Chair of Asian Studies
Professor of Asian Studies and History
Gerald Figal has appointments in the History Department and the Asian Studies Department where he does teaching and research in modern Japanese cultural history and media studies. His first book, Civilization and Monsters: Spirits of Modernity in Meiji Japan (Duke UP, 1999), is a study of how traditional folk beliefs and a wider discourse on the mysterious and supernatural were variously reconfigured in the context of Japan’s modernization to serve the consolidation of a nation-state on the one hand and to offer a platform of critique of Japan’s path to modernization on the other. His second book, Beachheads: War, Peace, and Tourism in Postwar Okinawa (Rowman & Littlefield Asia/Pacific/Perspectives Series, 2012) considers issues of tourism and war memorialization in postwar Okinawa. He has several journal articles in this area, including “Waging Peace on Okinawa” that was cited as Honorable Mention for Best Article in the journal Critical Asian Studies in 2001. His latest article, "Life with Tetrapods: The Nature of Concrete in Okinawa," appears in Cross-Currents: East Asian History and Culture Review (e-journal) 30: https://cross-currents.berkeley.edu/e-journal/issue-30/figal.

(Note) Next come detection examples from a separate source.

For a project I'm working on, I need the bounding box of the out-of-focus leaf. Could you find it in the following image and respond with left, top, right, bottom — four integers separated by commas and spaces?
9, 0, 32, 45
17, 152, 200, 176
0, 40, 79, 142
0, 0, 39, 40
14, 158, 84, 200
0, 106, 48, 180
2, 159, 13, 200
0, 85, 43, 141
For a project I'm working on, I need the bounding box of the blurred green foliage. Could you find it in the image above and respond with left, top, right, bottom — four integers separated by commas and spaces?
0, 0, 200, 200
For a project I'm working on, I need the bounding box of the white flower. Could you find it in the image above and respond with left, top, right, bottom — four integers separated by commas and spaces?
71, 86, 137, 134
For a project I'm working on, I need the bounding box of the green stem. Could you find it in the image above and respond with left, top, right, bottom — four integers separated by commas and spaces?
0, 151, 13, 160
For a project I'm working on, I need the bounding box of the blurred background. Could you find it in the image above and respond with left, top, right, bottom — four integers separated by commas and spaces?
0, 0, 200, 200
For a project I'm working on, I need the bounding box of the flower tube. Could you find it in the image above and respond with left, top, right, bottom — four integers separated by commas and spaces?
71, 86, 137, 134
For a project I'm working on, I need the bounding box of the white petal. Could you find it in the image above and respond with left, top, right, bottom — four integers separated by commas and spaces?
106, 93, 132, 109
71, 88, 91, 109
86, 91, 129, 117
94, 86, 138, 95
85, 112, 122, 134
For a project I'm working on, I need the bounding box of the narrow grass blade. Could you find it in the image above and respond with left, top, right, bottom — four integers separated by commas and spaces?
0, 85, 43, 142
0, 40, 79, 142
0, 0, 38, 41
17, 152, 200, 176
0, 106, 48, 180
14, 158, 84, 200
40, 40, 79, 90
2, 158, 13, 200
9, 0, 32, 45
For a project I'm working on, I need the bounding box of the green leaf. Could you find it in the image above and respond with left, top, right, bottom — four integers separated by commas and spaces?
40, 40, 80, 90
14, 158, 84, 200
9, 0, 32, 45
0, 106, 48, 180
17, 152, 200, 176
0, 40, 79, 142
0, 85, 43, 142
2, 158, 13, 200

Figal has two ongoing projects. The first, “Multiple Exposure: Photography in Postwar Okinawa, 1945-75," brings into conversation together for the first time the business, production, and product of Okinawan, mainland Japanese, and American photography of Okinawa and its people. The second, tentatively titled "The Secret Life of Tetrapods in Contemporary Japan," is a multidimensional study of the history and culture of the iconic concrete wave blocks that have lined much of Japan's coastline since the 1960s.